Multiple Resolutions

Another possibility is that we have a number of event handlers all of which need to be resolved and which share dependencies, such as one might expect of a database or logger.

public class FooEventHandler1 : IFooEventHandler
{
    public FooEventHandler1(Foo foo) { }
}

public class FooEventHandler2 : IFooEventHandler
{
    public FooEventHandler2(Foo foo) { }
}

public class FooEventHandler3 : IFooEventHandler
{
    public FooEventHandler3(Foo foo) { }
}

public class FooEventHandler4 : IFooEventHandler
{
    public FooEventHandler4(Foo foo) { }
}

Assuming the above classes are all registered with TinyIoC as IFooEventHandler, then a call to ResolveAll<IFooEventHandler>() would check that the common dependency Foo could be resolved on each handler resolution, for a total of four checks of the same type.

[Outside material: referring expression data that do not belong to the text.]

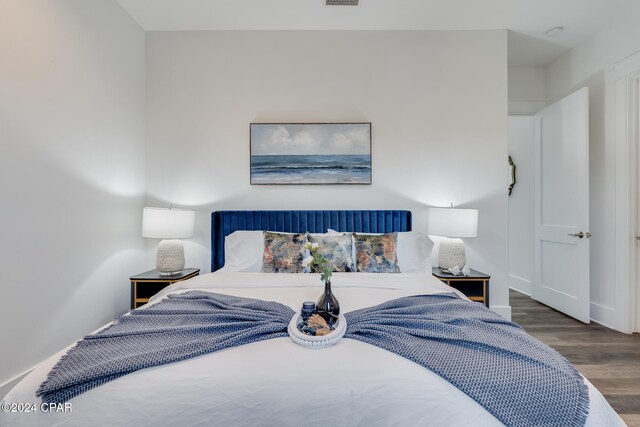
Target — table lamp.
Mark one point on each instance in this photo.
(452, 223)
(169, 225)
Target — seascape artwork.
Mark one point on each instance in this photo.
(326, 153)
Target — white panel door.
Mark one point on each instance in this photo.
(561, 277)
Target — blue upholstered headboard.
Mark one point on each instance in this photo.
(224, 223)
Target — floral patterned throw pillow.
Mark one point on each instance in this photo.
(283, 253)
(376, 253)
(337, 250)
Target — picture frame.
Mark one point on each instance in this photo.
(310, 153)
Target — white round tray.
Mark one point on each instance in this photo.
(316, 341)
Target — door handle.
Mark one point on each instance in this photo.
(513, 175)
(580, 235)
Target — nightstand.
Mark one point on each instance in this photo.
(147, 284)
(474, 286)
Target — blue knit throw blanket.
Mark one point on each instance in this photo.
(519, 380)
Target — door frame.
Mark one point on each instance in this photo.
(627, 116)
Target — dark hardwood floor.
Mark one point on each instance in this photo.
(609, 359)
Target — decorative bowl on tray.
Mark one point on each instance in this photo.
(316, 341)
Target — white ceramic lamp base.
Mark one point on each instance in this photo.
(451, 253)
(170, 257)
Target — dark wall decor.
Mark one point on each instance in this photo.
(310, 153)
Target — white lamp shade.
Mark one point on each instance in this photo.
(159, 223)
(452, 222)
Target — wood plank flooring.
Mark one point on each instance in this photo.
(609, 359)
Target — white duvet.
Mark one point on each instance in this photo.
(276, 382)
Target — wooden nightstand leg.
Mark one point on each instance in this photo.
(484, 293)
(134, 294)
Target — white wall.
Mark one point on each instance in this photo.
(72, 162)
(591, 64)
(437, 102)
(521, 204)
(527, 90)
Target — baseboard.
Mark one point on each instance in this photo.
(519, 284)
(502, 310)
(606, 316)
(7, 386)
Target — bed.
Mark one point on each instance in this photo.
(276, 382)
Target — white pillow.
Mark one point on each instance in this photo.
(243, 251)
(413, 251)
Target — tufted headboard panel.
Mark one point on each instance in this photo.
(224, 223)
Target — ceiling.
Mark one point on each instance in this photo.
(527, 20)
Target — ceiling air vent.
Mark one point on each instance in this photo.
(342, 2)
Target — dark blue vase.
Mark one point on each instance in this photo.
(327, 306)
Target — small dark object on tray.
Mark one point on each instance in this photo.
(315, 325)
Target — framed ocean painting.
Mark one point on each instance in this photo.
(310, 153)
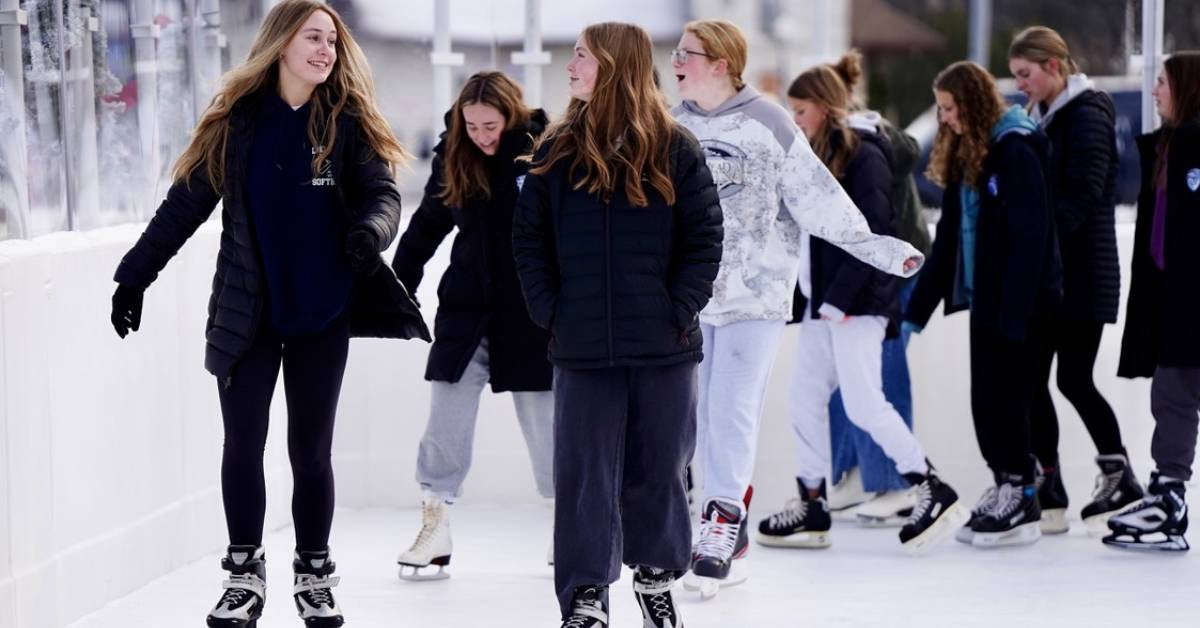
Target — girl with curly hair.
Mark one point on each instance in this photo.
(996, 256)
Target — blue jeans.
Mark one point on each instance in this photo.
(855, 448)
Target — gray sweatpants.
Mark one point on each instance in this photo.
(444, 456)
(1175, 402)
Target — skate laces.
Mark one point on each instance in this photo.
(316, 588)
(1008, 497)
(792, 514)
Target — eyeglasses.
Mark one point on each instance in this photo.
(679, 55)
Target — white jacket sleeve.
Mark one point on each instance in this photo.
(820, 205)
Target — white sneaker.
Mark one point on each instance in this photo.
(846, 496)
(887, 508)
(432, 544)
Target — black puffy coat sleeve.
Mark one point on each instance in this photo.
(189, 203)
(869, 185)
(1027, 228)
(534, 249)
(427, 228)
(699, 233)
(1086, 165)
(375, 187)
(937, 276)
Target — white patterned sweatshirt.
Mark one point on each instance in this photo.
(773, 190)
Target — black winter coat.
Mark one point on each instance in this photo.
(378, 306)
(479, 294)
(838, 277)
(619, 285)
(1163, 311)
(1084, 175)
(1018, 275)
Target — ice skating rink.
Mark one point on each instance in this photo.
(499, 578)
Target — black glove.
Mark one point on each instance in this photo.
(363, 249)
(126, 309)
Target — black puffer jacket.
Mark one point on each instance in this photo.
(1018, 275)
(479, 294)
(619, 285)
(1084, 175)
(839, 279)
(1163, 312)
(379, 306)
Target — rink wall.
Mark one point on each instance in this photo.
(111, 448)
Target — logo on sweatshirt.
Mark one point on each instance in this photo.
(327, 171)
(727, 163)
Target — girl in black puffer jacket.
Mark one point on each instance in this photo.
(297, 150)
(483, 330)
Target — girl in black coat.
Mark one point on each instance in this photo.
(617, 238)
(483, 330)
(1162, 339)
(295, 148)
(1080, 124)
(995, 253)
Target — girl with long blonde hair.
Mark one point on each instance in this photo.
(995, 255)
(617, 238)
(295, 149)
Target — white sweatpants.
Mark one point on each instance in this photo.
(846, 354)
(732, 386)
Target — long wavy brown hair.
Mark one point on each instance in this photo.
(959, 159)
(349, 89)
(465, 171)
(831, 87)
(624, 130)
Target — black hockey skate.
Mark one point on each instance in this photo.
(245, 591)
(1014, 519)
(315, 600)
(589, 608)
(653, 590)
(1156, 522)
(935, 516)
(1115, 489)
(803, 522)
(1053, 500)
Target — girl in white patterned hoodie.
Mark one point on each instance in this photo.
(773, 191)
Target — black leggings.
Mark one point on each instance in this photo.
(1077, 344)
(312, 380)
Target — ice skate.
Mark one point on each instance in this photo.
(653, 588)
(803, 522)
(935, 516)
(1157, 522)
(1115, 489)
(312, 591)
(723, 540)
(846, 496)
(1015, 519)
(1053, 500)
(589, 608)
(432, 545)
(887, 508)
(985, 503)
(245, 591)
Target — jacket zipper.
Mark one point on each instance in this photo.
(607, 271)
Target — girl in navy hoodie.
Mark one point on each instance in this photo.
(995, 255)
(301, 159)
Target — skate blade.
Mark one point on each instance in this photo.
(804, 540)
(417, 575)
(953, 518)
(1054, 521)
(1023, 534)
(1168, 543)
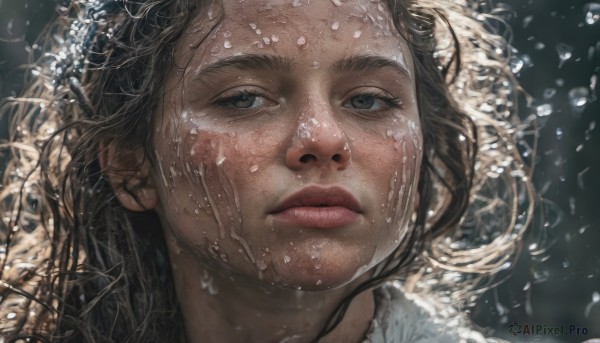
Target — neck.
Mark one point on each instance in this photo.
(217, 308)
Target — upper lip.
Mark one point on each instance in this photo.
(315, 196)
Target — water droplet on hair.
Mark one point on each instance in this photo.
(301, 41)
(559, 133)
(549, 93)
(543, 110)
(580, 176)
(592, 13)
(578, 99)
(583, 228)
(527, 20)
(516, 64)
(565, 52)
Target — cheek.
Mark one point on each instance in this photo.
(393, 161)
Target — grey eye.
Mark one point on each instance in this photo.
(243, 100)
(363, 101)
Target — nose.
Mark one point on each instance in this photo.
(318, 142)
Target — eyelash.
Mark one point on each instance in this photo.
(390, 102)
(226, 101)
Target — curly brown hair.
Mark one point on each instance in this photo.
(77, 266)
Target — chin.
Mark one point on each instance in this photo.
(329, 271)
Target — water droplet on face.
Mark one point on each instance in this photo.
(592, 13)
(565, 52)
(572, 205)
(543, 110)
(301, 41)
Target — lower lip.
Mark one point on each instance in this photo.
(327, 217)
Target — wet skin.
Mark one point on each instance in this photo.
(272, 101)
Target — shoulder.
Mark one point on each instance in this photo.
(405, 317)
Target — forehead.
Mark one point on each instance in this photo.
(313, 31)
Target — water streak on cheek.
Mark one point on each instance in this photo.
(210, 156)
(403, 184)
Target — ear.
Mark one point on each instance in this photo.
(129, 175)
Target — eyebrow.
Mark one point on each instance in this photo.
(247, 62)
(354, 63)
(363, 63)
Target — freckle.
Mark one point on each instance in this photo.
(301, 41)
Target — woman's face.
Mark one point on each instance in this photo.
(288, 141)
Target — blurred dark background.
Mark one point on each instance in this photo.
(557, 59)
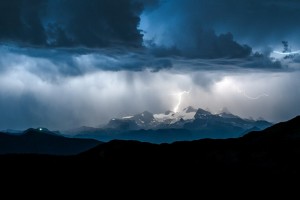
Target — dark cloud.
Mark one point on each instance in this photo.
(205, 28)
(92, 23)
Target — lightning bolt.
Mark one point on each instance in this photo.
(179, 95)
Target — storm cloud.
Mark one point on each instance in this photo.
(212, 28)
(92, 23)
(65, 64)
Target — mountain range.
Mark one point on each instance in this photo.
(188, 124)
(43, 141)
(273, 151)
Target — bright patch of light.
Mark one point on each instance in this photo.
(229, 85)
(179, 96)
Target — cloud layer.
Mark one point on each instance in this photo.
(93, 23)
(196, 26)
(65, 88)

If, continuing with the class definitions from the previous example, we remember that each check of Foo causes 6 tests to occur, followed by another 6 during the actual construction of the object, then we could expect this call to ResolveAll to cause 6 * (4 + 1) test for a total of 30 tests.

Unusable Constructors

There's still one more case that leads to test-multiplication: if the most preferable constructor (the one requiring the most arguments) has a dependency that cannot be resolved via IoC, such as for the case where it is generated by a factory or a deserializer.

class Foo
{
    public Foo(Bar bar, Baz baz, Qux qux, Bang bang) { }

    public Foo(Bar bar, Baz baz, Qux qux) { }
}

If we were to update our original Foo class to now have a constructor that requires an unresolvable type "Bang", the effect is that we manage to double the test performed: TinyIoC will test Bar, Baz, and Qux successfully before finding that Bang cannot be constructed. With the knowledge that this constructor cannot be resolved, TinyIoC will then try the next constructor in line, attempting a second time to resolve Bar, Baz, and Qux again, not remembering that we've already found them to be resolvable. The effect here is (4 + 1) * (6 + 6 + 1): Each of the 4 IFooEventHandlers requiring the chain be tested, followed by one final test in during construction in order to find the appropriate constructor. The result, given these simplistic classes and their hierarchy, is 65 tests even though there are only 10 constructors defined between the 9 classes.

This last case is the easiest to handle, as the addition of an attribute on the constructor can tell the TinyIoC which constructor to use, but that only works for first-party code and in many cases creates an awareness of TinyIoC from the objects being constructed that it did not already have.

Summary

Given these three very real and very common patterns, the effective number of checks can be in the millions in a larger codebase, taking 20-30 seconds per request, depending on the number of handlers needing construction.

Resolution

The resolution for this issue is rather straightforward: after testing a Type or constructor, the result should be stored so that it does not have to be recalculated.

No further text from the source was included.